7-31-10 Reno Gazette Journal

Lawsuit says pipeline will harm habitats

The Center for Biological Diversity filed a lawsuit Friday against two federal agencies, claiming they haven't adequately analyzed the threats to wildlife posed by the Ruby Pipeline project that would cross wilderness in Nevada and four other Western states.

"The Ruby Pipeline will cause severe damage to rivers and streams, sensitive habitats for a host of fish and wildlife species and some of the most pristine lands in western North America," said Noah Greenwald, endangered species specialist for the center.

"Instead of creating an entirely new path of destruction, an existing pipeline route should have been utilized," he said.

The center said the pipeline could present a danger to the threatened Lahontan cutthroat trout, which can be found in small creeks and streams across Nevada. The pipeline would cross 168 streams across the state. Digging the pipeline would require blasts near 118 streams.

It also said allowing trucks to use roads in the Sheldon National Wildlife Refuge in northern Washoe County contradicts its mission to protect wildlife.

The 680-mile natural gas pipeline would cut across some of the pristine and remote lands in Wyoming, Utah , Nevada, Oregon and California. The pipeline in northern Washoe County is so remote that the project is required to set up a work camp at Vya, which is about 200 miles north of Reno.

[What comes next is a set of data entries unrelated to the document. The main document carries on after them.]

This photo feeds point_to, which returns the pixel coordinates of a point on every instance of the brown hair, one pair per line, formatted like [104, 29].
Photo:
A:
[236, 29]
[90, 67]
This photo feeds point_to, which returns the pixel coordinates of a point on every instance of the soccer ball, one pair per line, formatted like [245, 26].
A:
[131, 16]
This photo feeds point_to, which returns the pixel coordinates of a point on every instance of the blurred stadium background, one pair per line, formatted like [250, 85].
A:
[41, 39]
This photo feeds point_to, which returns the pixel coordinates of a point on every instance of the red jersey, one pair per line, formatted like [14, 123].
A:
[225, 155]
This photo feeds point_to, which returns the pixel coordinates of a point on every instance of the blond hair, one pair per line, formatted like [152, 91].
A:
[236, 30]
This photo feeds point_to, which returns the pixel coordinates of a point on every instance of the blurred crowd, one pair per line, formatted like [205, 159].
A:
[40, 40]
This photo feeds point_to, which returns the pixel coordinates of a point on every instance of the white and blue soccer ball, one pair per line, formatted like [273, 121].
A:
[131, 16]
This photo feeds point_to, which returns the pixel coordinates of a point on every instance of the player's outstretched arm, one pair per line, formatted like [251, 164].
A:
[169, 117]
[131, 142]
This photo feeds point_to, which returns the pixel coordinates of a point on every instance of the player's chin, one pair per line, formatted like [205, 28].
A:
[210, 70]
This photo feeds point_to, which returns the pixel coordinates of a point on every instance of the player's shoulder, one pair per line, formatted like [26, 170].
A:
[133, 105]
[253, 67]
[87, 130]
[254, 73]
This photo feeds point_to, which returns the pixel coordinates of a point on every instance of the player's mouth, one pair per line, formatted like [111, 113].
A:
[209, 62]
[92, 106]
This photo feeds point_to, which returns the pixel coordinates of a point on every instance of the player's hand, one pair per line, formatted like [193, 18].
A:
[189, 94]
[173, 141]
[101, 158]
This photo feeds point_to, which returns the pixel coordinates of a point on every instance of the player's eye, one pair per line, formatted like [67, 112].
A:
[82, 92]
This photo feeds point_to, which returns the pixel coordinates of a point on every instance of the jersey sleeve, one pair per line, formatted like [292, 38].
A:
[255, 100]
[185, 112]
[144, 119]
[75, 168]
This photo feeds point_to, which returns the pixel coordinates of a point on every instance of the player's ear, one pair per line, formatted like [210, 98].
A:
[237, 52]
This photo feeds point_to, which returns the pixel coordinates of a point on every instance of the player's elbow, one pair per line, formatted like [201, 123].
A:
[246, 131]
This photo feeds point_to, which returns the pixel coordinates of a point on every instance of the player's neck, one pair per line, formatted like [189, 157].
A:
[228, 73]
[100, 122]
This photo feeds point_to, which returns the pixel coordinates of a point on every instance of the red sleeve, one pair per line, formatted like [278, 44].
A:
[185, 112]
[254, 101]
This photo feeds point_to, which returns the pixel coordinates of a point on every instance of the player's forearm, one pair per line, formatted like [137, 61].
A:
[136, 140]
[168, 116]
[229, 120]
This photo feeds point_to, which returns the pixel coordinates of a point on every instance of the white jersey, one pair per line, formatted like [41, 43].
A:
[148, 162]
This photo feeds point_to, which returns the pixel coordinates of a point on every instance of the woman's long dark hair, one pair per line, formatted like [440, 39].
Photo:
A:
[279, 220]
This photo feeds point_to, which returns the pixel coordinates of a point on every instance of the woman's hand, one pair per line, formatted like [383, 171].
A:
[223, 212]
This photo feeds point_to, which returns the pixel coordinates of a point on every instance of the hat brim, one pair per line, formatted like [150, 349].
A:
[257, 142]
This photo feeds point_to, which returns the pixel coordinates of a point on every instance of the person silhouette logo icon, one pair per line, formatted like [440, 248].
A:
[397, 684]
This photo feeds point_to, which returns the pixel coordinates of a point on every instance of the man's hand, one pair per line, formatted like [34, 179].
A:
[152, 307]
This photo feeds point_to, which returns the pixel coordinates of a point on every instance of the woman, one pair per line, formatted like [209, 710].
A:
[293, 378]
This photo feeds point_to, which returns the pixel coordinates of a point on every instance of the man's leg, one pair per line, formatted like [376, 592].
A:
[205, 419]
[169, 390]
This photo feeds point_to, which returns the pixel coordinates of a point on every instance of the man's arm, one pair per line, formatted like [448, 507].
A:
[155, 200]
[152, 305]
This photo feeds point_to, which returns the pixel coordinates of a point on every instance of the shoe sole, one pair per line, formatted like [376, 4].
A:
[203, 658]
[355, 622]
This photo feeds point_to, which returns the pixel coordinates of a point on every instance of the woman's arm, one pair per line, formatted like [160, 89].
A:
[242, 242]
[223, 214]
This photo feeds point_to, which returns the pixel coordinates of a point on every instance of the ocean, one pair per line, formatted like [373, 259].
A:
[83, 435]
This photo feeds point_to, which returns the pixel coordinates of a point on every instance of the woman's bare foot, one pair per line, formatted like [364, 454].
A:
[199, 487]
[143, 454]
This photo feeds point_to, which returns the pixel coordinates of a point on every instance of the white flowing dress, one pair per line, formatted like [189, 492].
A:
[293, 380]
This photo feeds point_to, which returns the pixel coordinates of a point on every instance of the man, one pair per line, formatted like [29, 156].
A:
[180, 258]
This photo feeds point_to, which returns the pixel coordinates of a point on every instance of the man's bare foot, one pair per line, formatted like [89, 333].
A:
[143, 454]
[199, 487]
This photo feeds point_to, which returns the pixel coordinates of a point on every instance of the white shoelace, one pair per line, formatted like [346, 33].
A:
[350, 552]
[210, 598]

The lawsuit, filed Friday in U.S. Ninth Circuit Court of Appeals in San Francisco, is against the U.S. Bureau of Land Management and the U.S. Fish and Wildlife Service. It asks the court to order the agencies to review the project again.

El Paso Corp. spokesman Richard Wheatley said the company, which is building the pipeline, has no immediate comment on the lawsuit. He said the company plans to start construction any day, when the National Energy Regulatory Commission issues a notice to proceed, and he said the project will be finished in March as planned.

Earlier this month, the BLM agreed to issue rights-of-way on its land for the project in releasing its record of decision on environmental issues.

Ron Wenker, BLM director for Nevada, said El Paso has agreed to take numerous steps to mitigate the effects of its project on sage grouse, pygmy rabbits and wild horses as well as to protect migratory birds and fish.

While trucks will use roads in Sheldon refuge, any damage to the roads and nearby environment will be mitigated, he said.

El Paso Corp. is required to put the land back in shape and monitor it.

"(The company) has agreed full reclamation is expected and agreed to follow through to make sure it is successful," Wenker said.

Most of the pipeline is across BLM land in Nevada.

With the lawsuit filing, "it could really blow up in Ruby's face," said John Hadder, of the Great Basin Resource Watch in Reno.

"It's too bad," Hadder said. "If they have done everything right to begin with and looked at alternative routes, there wouldn't be all this opposition and they'd be building now and people would be employed."

The Great Basin group and the Sierra Club argued for the pipeline to follow a recently approved utility corridor along Interstate 80 across Nevada.

In Washoe County, the BLM said in its decision that it will continue to work with the company to investigate "microroute" changes around sensitive cultural resources.

In June, the Washoe County Commission issued a strong letter of protest, saying the Fort Bidwell Indian Tribe had not been adequately consulted concerning ancient artifacts. The tribe, in California near the Nevada border, also uses the area for gathering plants.

The report said the endangered Warner Creek sucker, Lost River sucker and Colorado pikeminnow also could be affected by the pipeline. The project also will disturb sage grouse and pygmy rabbits in Nevada.

Meanwhile, El Paso Corp. has angered ranchers in eastern Nevada with plans to create two trusts to spend $22 million to improve the sagebrush environment near the pipeline over the next 10 years.

The trusts could use those funds to purchase grazing rights on federal lands. But Wheatley said those purchases would be voluntary and the trusts would not be allowed to bid against ranchers in auctions.